Tal vez desde esta aporía pueda repensarse de un modo teórico la acusación a priori extrateórica (por lo agresiva) dirigida a Foucault en términos de los “maitre-penseurs” filosóficos como “nueva clase” (Habermas, 2008, pág. 280). Como en la crítica pre-sociológica de Marx, la pretensión de enunciar un discurso crítico desde una distancia ficticia con su propio objeto que no es sino uno mismo (sujeto-objeto) no puede sino conducir a una falsa conciencia, a la reproducción de una superestructura, que es precisamente aquello que Foucault quería evitar.

Con todo, es en este punto donde es posible conservar en Foucault la idea, implícita como hemos revisado en la idea de “conciencia crítica de la locura”, de la crítica como actitud (y por tanto pre-teórica), pero también de una actitud “basada en valores”. Si, como también vimos, la cautela genealógica de Foucault revela no solo la conciencia de este respecto a un problema que lo excede, sino su negativa de encerrarse en la pura negatividad de un modelo crítico tipo “Dialéctica de la Ilustración”, entonces la reivindicación de aquellos valores nos informan de un “saber quedarse”, del cual no goza ciertamente una teoría del discurso pretendidamente autónoma.
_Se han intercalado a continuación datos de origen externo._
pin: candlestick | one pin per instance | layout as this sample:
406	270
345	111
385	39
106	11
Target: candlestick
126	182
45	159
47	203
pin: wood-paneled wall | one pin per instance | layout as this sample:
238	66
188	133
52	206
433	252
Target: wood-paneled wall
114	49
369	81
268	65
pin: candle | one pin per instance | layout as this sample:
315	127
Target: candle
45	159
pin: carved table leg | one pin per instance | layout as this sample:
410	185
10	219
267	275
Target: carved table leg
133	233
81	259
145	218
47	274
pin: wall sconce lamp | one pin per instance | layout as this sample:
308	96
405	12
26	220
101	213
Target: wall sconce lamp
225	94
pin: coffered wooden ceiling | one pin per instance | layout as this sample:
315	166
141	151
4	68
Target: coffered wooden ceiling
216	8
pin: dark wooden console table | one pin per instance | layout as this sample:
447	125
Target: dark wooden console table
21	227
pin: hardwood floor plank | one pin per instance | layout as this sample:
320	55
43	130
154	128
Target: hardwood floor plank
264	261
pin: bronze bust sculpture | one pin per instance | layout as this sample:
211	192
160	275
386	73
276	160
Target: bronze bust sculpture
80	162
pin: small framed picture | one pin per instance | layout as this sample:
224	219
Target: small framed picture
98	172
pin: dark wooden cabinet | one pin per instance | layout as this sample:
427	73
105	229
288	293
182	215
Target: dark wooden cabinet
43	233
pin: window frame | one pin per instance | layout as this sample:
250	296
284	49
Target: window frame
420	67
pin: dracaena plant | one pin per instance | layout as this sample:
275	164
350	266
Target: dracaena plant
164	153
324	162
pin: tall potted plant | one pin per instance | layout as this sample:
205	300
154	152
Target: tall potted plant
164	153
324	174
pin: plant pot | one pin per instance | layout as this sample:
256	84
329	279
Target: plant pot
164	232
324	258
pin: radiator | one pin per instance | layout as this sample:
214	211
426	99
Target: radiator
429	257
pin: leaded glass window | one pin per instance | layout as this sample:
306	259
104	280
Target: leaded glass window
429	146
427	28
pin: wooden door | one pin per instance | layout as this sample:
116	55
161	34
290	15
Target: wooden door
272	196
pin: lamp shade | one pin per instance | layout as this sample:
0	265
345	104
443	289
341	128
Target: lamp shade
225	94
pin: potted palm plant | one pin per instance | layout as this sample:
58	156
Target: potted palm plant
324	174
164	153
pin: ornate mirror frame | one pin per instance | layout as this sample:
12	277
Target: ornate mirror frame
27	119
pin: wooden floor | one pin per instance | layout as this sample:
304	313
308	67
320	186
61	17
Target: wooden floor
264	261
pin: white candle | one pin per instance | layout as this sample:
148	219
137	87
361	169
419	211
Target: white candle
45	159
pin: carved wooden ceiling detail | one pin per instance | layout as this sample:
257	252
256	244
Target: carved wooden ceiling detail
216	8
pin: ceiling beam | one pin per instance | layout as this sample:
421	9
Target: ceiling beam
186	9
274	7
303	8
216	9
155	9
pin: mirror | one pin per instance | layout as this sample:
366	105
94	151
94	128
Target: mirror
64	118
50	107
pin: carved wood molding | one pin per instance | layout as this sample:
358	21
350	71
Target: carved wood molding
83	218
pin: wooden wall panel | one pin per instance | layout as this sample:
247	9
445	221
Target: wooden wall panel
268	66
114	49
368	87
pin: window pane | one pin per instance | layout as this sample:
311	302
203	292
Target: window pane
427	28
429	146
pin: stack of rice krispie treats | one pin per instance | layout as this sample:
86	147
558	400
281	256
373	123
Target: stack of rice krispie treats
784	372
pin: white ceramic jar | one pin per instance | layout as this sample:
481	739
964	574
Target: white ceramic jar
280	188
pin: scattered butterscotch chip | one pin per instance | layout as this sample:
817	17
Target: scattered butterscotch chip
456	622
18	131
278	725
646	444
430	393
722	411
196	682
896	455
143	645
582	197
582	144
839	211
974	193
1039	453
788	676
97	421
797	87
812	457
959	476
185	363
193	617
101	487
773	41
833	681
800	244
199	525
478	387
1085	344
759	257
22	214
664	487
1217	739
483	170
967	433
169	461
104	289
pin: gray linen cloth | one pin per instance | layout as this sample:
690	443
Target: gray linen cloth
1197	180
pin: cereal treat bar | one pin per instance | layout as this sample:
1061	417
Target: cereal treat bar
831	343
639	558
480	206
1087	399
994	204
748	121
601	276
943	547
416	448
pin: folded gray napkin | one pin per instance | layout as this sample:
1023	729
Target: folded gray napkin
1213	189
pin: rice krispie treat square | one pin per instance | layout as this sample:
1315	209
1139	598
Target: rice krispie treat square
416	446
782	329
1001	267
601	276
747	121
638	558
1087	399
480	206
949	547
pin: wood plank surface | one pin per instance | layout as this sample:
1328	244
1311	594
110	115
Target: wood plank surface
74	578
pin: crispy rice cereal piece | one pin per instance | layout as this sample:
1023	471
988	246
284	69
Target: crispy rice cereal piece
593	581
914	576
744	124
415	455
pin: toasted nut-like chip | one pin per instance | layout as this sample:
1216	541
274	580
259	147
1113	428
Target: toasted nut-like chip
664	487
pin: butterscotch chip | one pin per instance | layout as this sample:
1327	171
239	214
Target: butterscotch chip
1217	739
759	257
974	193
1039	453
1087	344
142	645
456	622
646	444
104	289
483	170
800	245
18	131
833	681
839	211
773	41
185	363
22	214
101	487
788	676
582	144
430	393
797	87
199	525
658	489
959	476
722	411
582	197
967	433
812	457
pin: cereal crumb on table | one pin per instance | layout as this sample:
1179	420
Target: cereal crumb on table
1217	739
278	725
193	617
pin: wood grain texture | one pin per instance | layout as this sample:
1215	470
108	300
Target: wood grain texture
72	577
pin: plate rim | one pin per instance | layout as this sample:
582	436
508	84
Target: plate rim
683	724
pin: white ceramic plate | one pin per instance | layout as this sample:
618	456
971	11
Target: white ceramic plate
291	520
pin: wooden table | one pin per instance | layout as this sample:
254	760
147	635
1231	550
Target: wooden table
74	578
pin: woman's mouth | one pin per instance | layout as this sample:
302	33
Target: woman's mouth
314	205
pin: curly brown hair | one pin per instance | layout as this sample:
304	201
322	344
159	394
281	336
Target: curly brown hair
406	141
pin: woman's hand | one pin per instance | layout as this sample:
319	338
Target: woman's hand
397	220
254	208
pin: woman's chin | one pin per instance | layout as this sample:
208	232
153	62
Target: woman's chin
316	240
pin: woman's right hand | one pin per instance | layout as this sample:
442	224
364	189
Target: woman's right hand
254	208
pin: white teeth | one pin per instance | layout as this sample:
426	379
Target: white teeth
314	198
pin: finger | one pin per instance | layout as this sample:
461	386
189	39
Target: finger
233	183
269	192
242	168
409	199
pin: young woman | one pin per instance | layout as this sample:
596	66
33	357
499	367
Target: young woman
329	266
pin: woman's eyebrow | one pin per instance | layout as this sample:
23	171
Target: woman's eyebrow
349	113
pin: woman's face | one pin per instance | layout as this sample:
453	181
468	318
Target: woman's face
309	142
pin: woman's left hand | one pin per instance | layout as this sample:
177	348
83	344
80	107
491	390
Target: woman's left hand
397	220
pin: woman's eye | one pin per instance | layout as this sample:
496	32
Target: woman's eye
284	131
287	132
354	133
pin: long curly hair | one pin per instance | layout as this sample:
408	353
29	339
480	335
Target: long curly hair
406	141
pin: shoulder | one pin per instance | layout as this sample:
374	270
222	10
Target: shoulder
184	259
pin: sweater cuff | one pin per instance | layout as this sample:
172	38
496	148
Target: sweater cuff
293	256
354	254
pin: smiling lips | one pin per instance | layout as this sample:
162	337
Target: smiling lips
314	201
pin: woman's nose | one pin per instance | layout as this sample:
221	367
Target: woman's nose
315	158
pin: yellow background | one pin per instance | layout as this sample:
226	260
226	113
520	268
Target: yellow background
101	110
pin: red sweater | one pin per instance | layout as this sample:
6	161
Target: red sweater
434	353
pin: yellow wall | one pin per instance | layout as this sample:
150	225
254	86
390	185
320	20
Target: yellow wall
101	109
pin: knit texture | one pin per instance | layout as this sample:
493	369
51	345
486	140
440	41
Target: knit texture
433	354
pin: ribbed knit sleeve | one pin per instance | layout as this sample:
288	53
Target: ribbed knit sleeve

Con toda su virtud formal, la ilocución no parece un lenguaje adecuado para abordar el problema del poder.

Podemos ver entonces una actitud contemplativa saludable en Foucault que es inherente la idea de autocrítica, que si bien no resuelve la aporía al menos permite quedarse observando de frente un carácter político de las aporías de la crítica que las revela como pura contingencia.

 

 

  1. Bibliografía

 

Foucault, M. (1976). Historia de la locura en la época clásica. México: Fondo de Cultura Económica.

Foucault, M. (1995). ¿Qué es la crítica? (Crítica y Aufklärung). Revista de Filosofía, 5-25.

Habermas, J. (1999). Teoría de la acción comunicativa. Madrid: Taurus.

Habermas, J. (2008). El discurso filosófico de la modernidad. Madrid: Katz Ediciones.

Honneth. (2009). Crítica del agravio moral. Buenos Aires: Fondo de Cultura Económica.

 

 

[1] Utilizo este término evidentemente de un modo distinto de las acepciones que tiene en su uso cotidiano extra-filosófico. Probablemente sería más exacto denominar este concepto como “crítica de sí” o incluso “de las premisas de la propia reflexión”, de un modo más sofisticado. Sin embargo, opto por la economía del lenguaje minimizando los inconvenientes vía aclaración.